Surjectivity (onto) for isomorphism definition I have two books on algebra where one makes the definition of isomorphism to be a bijective homomorphism, while the other makes it as an injective homomorphism.
I am doing the exercises from one book and learning from the other (not optimal I know), and so I am wondering what definition is considered the convention. 
If both are conventionally okay, is something lost by removing the surjective part of the bijection and if so what? I realise it's a rather uninteresting question, but if someone has the time I would appreciate the answer. Thank you!

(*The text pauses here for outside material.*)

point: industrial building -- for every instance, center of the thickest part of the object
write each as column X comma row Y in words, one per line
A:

 A: The "correct" definition of an isomorphism is a homomorphism which has an inverse homomorphism. For many algebraic structures this is the same as a bijective homomorphism, but not always, see lhf's remark. There is the “Injectivity Implies Surjectivity Trick”. This means that it is often enough for an isomorphism to have an injective homomorphism.
A: Consider the two groups $\mathbb{Z}/2$ and $\mathbb{Z}/4$ (the integers modulo $2$ and modulo $4$).  We can write $\mathbb{Z}/2=\{0,1\}$ and $\mathbb{Z}/4=\{0,1,2,3\}$.
In modern notation, we would not say that these two groups are isomorphic because there is no bijection between them (as they are different sizes).  There is, however, an injective map from $\mathbb{Z}/2$ to $\mathbb{Z}/4$ given by $0\mapsto 0$ and $1\mapsto 2$.  In this case, the subgroup $\langle 2\rangle\subseteq\mathbb{Z}/4$ is isomorphic to $\mathbb{Z}/2$.
In older notation, an injective map might be called an isomorphism because the image of the map, in the example above, the image is $\langle 2\rangle$, is isomorphic to $\mathbb{Z}/2$.